You're freaking right I love to cook! I thought I'd start sharing some great recipes I've come up with in numerous attempts to replicate delicious Korean meals I've consumed. Maangchi is great, but sometimes browsing through the local supermarket and trying some new stuff out is equally successful. Sometimes.

When we were in Jejudo, we had the most delicious soup ever. It tasted like a piece of home. The only hint that we were even eating Korean food (aside from the fact that we walked into a blatantly Korean restaurant) was the sprinkling of gim (pronounced "kim"), or dried seaweed over the top of the soup.
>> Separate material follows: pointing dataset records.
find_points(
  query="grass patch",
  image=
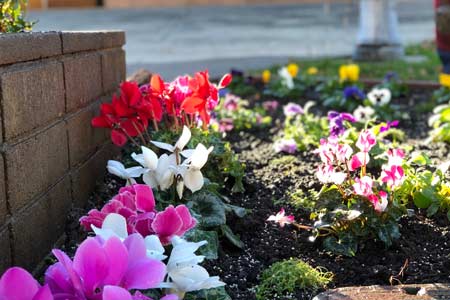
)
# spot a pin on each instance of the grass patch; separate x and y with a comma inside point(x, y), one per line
point(290, 275)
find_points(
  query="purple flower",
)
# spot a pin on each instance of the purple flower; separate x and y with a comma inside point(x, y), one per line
point(100, 264)
point(270, 105)
point(388, 126)
point(353, 92)
point(292, 109)
point(336, 121)
point(285, 145)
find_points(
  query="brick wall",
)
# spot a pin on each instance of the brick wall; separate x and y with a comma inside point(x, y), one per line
point(51, 85)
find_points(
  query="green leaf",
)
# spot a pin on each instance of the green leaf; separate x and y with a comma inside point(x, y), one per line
point(211, 294)
point(346, 245)
point(210, 207)
point(432, 209)
point(209, 250)
point(233, 238)
point(238, 211)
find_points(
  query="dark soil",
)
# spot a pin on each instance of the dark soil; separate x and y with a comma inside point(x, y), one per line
point(424, 246)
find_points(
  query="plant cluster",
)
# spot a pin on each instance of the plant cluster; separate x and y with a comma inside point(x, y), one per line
point(290, 275)
point(235, 113)
point(12, 17)
point(126, 259)
point(440, 122)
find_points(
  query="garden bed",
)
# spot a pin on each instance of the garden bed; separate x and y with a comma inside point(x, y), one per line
point(421, 255)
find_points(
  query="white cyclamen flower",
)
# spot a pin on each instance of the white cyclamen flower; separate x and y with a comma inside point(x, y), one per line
point(189, 170)
point(286, 78)
point(363, 113)
point(379, 97)
point(184, 273)
point(117, 168)
point(115, 225)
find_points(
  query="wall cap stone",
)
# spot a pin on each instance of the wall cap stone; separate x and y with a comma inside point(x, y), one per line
point(25, 46)
point(77, 41)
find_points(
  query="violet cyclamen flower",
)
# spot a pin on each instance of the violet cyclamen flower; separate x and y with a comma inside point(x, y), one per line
point(388, 126)
point(285, 145)
point(353, 92)
point(99, 264)
point(292, 109)
point(336, 121)
point(18, 284)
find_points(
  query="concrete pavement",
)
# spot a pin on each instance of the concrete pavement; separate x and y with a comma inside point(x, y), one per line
point(173, 41)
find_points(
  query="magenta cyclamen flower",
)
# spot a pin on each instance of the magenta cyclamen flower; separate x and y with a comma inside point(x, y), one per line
point(18, 284)
point(137, 205)
point(285, 145)
point(111, 267)
point(292, 109)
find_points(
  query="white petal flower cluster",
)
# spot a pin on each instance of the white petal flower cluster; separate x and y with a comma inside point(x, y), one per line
point(179, 166)
point(184, 274)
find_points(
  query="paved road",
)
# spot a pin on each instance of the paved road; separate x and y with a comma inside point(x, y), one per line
point(179, 40)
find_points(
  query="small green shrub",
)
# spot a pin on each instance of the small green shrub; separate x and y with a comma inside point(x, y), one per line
point(12, 18)
point(290, 275)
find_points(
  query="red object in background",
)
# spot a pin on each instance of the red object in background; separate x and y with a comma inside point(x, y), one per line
point(442, 10)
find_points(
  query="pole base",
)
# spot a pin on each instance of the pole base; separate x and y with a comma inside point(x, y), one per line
point(378, 52)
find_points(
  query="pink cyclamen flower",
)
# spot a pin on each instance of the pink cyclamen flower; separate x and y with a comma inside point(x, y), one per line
point(358, 160)
point(135, 203)
point(292, 109)
point(281, 218)
point(172, 221)
point(270, 105)
point(327, 174)
point(285, 145)
point(363, 186)
point(393, 176)
point(99, 264)
point(18, 284)
point(366, 140)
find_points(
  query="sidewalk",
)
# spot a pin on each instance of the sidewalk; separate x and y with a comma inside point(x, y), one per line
point(179, 40)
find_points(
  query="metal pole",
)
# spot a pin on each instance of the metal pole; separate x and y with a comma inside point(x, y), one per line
point(378, 36)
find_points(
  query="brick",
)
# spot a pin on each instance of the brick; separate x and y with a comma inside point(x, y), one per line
point(113, 69)
point(20, 47)
point(36, 164)
point(83, 80)
point(5, 250)
point(36, 229)
point(77, 41)
point(33, 95)
point(87, 175)
point(3, 208)
point(84, 139)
I'm not a huge fan of gim, so I tend to leave it out of this recipe, but feel free to add as much as you like (taking into consideration how it may alter the taste).

Anyway, after eating this amazing soup I was determined to find a similar restaurant in Suwon. I couldn't (if you know one, please tell me!) but one day I was wondering what to do with some leftover chicken broth and the idea for this soup came into my head. I explained the soup to one of my Korean friends and she said the name is Kalguksu. Perfect. So here is what I found about Kalguksu on Wikipedia:

"The broth for kalguksu is usually made with dried anchovies, shellfish, and kelp. In order to obtain a rich, umami flavor, the ingredients should be simmered for many hours. Added to this broth are soft noodles and various vegetables, most often zucchini and potatoes."

Many hours? As if. My version takes about half an hour and Patrick says it tastes better than the one we had in Jeju. And I don't use anchovies or kelp in my broth. Here's the recipe!

Janine's Kalguksu

You will need:

- One whole chicken, cut into parts (you can get one already cut up at your local supermarket for, like, five bucks)

- Two Potatoes, peeled and cubed

- Half a zuchinni, sliced and halved

- One onion, roughly chopped

- Store bought hand rolled noodles (they're in the refridgerated section of your local supermarket)

- Two packages of stock seasoning (found in the salt section of your supermarket)

- Lot's and lot's of pepper

That's it! Your ready to cook! Here are the directions:

First you need to make the stock. Fill a large pot (like, as big as possible) with tap water, and don't worry because it will boil and all the bad stuff in the tap water will go away. Then, add the chicken parts, the onion and the stock seasoning (the seasoning comes in a package filled with "tubes" of seasoning. Almost like the yoghurt tubes kids like to eat, and there's a picture of a big, uncooked steak on all of the packages. You can't miss it.). You want to bring the pot to a boil, and then turn down the heat and simmer for at least 20 minutes.

When the chicken is cooked through (no more pink), take it out of the stock and pick all the meat from the bones. Keep the chicken meat in a bowl for now, and put the bones and skin back in the pot to simmer for awhile longer.

Meanwhile, chop and wash all of your vegetables. When this is done, take a strainer (collander) and put all of the broth through, catching all of the bones, skin and pieces of onion from the stock. We don't want any of that stuff in our soup!

Keep the broth down to a simmer and add your potatoes and zuchinni. Let simmer for about five to ten minutes, then add the chicken and the noodles. Simmer for an additional five minutes. Add a liberal amount of pepper. They give you pepper at kalguksu restaurants and it really adds depth to the broth. When the noodles look done, your soup is finished! At this point you can feel free to garnish with a bit of gim or green onion or both! I don't even add garnish to mine, this soup is amazing on its own.